Leyla told Human Rights Watch that medical staff at the Republican Hospital in Taizz refused to perform an operation on her tonsils in 2009 or 2010 after they did a blood test and learned that she had HIV. “I am still suffering from my tonsils until now,” she told Human Rights Watch. She said that doctors at the Military Hospital in Taizz had also refused to examine or treat her for a fever and headache when they found out she was HIV positive.

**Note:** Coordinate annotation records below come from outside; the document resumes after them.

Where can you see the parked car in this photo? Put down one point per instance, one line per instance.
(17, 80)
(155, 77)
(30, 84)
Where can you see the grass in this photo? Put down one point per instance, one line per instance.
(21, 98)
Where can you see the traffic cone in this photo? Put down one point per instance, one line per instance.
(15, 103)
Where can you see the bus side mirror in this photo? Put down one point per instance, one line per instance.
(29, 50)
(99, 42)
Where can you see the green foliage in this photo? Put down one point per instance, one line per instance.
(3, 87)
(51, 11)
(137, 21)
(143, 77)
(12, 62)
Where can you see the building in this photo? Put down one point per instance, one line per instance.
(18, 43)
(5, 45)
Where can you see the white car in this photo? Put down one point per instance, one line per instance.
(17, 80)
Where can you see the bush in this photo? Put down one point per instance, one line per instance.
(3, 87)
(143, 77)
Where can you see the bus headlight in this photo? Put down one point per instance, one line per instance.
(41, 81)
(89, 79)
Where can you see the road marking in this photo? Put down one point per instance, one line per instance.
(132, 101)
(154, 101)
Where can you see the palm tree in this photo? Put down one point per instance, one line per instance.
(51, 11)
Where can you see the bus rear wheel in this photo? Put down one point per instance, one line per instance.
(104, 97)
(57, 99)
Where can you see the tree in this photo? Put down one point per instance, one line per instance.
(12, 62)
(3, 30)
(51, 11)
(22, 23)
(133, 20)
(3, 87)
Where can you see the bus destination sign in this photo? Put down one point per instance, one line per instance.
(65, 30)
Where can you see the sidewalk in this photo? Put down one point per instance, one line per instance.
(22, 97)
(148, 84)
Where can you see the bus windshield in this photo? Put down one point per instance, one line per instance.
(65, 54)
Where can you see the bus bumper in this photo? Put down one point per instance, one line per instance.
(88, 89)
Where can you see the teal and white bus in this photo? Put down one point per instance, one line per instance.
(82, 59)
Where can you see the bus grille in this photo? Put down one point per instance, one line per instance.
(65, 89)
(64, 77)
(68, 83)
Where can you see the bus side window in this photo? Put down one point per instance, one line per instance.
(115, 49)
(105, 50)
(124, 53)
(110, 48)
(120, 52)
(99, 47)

Leyla said that a Russian doctor and Yemeni staff at a private clinic gave her medication to induce labor when she was pregnant but decided, following complications, that she needed a caesarian, then refused to perform the surgery when they learned that she was HIV positive and that Ahmed, her husband, also had HIV. Ahmed then moved his wife to the 70th Government Hospital where, due to its urgency, staff carried out the caesarian without checking whether she was HIV positive. Her husband subsequently took necessary preventative steps for their child.

Osamah
Osamah found out he was HIV positive in 2007, He told Human Rights Watch that he had several times sought treatment at a private clinic in Sanaa, where some staff had refused to treat him because of his HIV status, or demanded bribes for treatment. He said that they had recently charged him 3000 Riyal ($14) for an intravenous drip for which non-HIV patients are charged 300 Riyal ($1.4).

Raed & Lama
Raed and his wife, Lama, are both HIV positive. Raed told Human Rights Watch that when he took Lama to the Republican Hospital in Sanaa to give birth to their child, the medical staff there refused to treat her when he told them of her HIV status. They gave two reasons, he said. Specifically, they would have to throw away their costly surgical and other instruments because they would become contaminated. And if they were to deliver Lama’s child they would need to clear the maternity wing of other patients for their safety.

Raed said he took Lama to the 70th Government Hospital, but the director there said the hospital was full and that he could not admit her. Raed said he then called the National Program for AIDs Prevention within the Ministry of Health for assistance but was told by an official there, “We cannot force any hospital to receive her,” and recommended that he try another hospital and “lie about her HIV status.”